Technical Program

Paper Detail

Paper:	SLP-P7.5
Session:	Audio-visual and Multimodal Processing
Time:	Wednesday, May 17, 10:00 - 12:00
Presentation:	Poster
Topic:	Speech and Spoken Language Processing: Multi-modal/multimedia processing (such as audio/visual, etc)
Title:	IMPROVED CHINESE CHARACTER INPUT BY MERGING SPEECH AND HANDWRITING RECOGNITION HYPOTHESES
Authors:	Xi Zhou, University of Science and Technology of China, China; Ye Tian, Microsoft Corporation, United States; Jian-Lai Zhou, Frank K. Soong, Microsoft Research Asia, China; Bei-qian Dai, University of Science and Technology of China, China
Abstract:	In this paper we propose to merge speech and handwriting recognition hypotheses together for improving the performance of Chinese character input. The recognition result of handwriting character input can be reliable when the character is written rather squarely. However, more legible of square handwriting tends to slow down the input (stroke writing) speed.
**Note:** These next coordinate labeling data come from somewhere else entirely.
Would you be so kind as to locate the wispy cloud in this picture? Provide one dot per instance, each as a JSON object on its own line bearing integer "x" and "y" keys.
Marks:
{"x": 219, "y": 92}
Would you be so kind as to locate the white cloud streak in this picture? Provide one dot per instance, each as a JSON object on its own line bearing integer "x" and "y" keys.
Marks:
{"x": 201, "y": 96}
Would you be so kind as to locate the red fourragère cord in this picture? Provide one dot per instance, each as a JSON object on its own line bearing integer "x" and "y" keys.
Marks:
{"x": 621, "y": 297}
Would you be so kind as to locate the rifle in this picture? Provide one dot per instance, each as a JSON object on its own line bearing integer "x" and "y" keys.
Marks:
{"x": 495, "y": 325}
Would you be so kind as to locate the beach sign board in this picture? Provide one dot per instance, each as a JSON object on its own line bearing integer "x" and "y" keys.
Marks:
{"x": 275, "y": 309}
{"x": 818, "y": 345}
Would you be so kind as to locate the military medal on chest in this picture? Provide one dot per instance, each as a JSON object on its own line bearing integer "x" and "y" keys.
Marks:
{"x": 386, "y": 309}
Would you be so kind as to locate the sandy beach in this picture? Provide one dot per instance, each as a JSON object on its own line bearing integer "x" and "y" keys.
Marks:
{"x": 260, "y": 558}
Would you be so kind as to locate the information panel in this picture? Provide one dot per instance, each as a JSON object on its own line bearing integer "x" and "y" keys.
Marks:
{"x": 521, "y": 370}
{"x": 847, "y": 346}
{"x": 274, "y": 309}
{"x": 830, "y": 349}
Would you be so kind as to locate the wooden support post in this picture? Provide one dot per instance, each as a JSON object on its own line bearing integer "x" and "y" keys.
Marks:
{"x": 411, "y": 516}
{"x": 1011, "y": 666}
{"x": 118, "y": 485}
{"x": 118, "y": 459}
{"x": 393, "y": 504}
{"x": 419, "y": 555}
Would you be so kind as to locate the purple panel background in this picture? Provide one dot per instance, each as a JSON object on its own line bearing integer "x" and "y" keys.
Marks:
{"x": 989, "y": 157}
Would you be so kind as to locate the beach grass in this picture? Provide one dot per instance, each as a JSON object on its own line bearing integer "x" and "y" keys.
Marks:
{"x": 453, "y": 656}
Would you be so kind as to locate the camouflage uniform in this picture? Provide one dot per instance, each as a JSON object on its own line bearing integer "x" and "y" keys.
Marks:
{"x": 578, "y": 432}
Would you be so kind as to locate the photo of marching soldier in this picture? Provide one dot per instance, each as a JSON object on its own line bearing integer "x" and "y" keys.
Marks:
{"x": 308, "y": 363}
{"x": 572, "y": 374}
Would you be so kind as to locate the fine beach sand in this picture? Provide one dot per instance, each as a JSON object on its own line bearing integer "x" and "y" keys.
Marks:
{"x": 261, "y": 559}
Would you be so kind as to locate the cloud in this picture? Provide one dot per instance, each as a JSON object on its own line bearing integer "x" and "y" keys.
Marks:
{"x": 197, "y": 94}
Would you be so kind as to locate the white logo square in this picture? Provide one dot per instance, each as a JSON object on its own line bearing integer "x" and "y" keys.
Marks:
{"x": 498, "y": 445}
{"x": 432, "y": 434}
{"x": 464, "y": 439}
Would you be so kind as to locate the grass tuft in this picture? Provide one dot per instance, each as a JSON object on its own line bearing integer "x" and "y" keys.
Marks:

On the other hand, speech input is fairly efficient but a large number of homonyms and its vulnerability to adverse environment prevent speech from being used as a robust Chinese character input method. The handwriting stroke information and acoustic speech information, in many cases, are complementary to each other. In this study we use independent, statistically trained HMMs for recognizing each input mode individually but merge recognition hypotheses from the two recognizers. Generalized posterior probabilities are used to synchronize, compare and merge hypotheses appropriately. Experimental results have shown that significant input speedup can be obtained while maintaining the same recognition performance.